CS Department
A presentation for CSE 549
09/10/02
Outline:
Why Perl?
Perl stands for Practical Extraction and Reporting Language. The first version was released in 1987 by Larry Wall. A lot of programming languages existed by that time so it was really something special that allowed Perl to become one of the most popular and widely used languages as it is now. Probably the most important feature of Perl is its ability to do various string operations such as matching and substitution easily.

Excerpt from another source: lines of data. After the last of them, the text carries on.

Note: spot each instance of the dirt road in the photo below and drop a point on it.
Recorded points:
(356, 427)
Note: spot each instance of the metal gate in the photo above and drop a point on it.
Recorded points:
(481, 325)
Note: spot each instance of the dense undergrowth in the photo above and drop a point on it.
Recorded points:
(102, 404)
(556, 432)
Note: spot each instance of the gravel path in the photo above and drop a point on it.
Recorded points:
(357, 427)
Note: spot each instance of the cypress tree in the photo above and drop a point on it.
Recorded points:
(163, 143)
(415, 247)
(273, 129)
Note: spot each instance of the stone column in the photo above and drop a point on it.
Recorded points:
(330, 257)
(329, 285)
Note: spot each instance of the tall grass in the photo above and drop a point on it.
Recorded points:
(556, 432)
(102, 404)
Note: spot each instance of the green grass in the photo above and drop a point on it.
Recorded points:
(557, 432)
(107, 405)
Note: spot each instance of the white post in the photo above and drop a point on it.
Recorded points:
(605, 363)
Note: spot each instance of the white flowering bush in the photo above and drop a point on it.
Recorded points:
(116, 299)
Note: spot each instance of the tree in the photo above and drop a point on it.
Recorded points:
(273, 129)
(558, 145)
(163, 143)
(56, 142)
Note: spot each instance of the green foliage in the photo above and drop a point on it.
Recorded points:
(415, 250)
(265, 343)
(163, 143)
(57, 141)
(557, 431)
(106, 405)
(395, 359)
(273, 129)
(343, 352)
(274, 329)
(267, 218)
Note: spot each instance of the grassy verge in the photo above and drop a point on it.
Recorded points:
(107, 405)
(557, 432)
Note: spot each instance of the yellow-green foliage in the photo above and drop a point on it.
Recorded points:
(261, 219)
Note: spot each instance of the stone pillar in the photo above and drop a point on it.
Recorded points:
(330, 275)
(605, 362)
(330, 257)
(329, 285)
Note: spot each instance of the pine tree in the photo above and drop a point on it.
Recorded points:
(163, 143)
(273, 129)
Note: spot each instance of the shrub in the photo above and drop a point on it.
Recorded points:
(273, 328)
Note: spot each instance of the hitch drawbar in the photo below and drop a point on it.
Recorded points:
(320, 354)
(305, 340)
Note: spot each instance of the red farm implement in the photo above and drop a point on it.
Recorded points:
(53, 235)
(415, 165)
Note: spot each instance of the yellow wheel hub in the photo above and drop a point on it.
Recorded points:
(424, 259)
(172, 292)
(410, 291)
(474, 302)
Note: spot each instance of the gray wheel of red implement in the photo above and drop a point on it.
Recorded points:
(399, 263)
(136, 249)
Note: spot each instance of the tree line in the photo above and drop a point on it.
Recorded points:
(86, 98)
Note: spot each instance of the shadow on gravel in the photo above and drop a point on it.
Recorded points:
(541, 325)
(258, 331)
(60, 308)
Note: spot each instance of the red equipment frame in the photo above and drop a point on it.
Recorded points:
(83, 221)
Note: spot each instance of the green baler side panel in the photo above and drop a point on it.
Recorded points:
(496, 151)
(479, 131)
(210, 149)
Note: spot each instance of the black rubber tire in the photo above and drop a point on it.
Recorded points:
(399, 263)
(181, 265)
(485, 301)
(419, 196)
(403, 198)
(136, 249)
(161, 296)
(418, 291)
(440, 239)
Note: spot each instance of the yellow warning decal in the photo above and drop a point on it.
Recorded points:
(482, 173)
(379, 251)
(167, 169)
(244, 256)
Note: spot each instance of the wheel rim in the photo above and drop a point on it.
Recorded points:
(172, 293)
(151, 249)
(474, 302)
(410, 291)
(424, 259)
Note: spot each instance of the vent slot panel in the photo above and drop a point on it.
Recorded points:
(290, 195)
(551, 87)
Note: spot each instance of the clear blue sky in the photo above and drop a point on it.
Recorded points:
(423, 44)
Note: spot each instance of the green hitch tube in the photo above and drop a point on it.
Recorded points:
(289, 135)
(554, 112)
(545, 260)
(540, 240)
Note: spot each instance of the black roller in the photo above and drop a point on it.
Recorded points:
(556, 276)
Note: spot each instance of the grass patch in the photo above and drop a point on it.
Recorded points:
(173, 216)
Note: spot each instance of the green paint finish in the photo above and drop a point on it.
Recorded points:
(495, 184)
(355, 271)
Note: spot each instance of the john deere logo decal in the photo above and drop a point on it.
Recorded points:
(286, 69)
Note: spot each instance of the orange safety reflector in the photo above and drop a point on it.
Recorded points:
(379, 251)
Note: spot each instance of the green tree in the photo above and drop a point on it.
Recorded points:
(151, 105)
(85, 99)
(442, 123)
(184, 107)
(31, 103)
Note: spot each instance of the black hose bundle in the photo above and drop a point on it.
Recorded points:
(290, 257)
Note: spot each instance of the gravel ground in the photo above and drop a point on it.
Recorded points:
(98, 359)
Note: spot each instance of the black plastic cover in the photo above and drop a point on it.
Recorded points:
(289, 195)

To demonstrate how powerful Perl might be here are solutions for a simple text processing problem in two languages: C++ and Perl. Suppose we want to remove identical words going one by one in a string regardless of their case. That is, given
This is is a a text with repeating words words.
we want to get
This is a text with repeating words.
The C++ program might look as follows:
char text[1024];
char
cur_word[1024], cur_word_upr[1024], next_word[1024], next_word_upr[1024];
// get a line
cin >> text;
istrstream string(text);
// get the 1st word
string.getline(cur_word, sizeof(cur_word), ' ');
// convert the 1st word to upper case to do non-case sensitive comparision
later
strcpy(cur_word_upr, cur_word);
strupr(cur_word_upr);
// get the 2nd word
string.getline(next_word, sizeof(next_word), ' ');
while (strcmp(next_word, "") != 0)
{
strcpy(next_word_upr, next_word);
strupr(next_word_upr);
// compare the word and the next word
if (strcmp(cur_word_upr, next_word_upr) == 0)
{
// same word detected
// do nothing
}
else
{
cout << cur_word << " "; cout.flush();
strcpy(cur_word, next_word);
strcpy(cur_word_upr, next_word_upr);
}
// get the next word
string.getline(next_word, sizeof(next_word), ' ');
}
cout << cur_word << endl;
}
while the solution in Perl is only 2 lines long:
$text = <STDIN>;
$text =~ s/\b(\w+)\s+\1\b/\1/gi;
Since different operations on strings are common in computational biology Perl became very popular among people in this field.
Our first Perl program: Goodbye, world!
The name of the program is "Goodbye, world!".
# Goodbye world program
print "Goodbye, world!\n";
die;
If you run it you will get something like this:
Goodbye, world!
Died at goodbye.pl line 4.
Data types and interpolation
We will consider the following data types:
scalar;
array;
hash.
A scalar is a single number or a string:
$a = 1;
$b = "text";
Variables in Perl should not be declared before they are used.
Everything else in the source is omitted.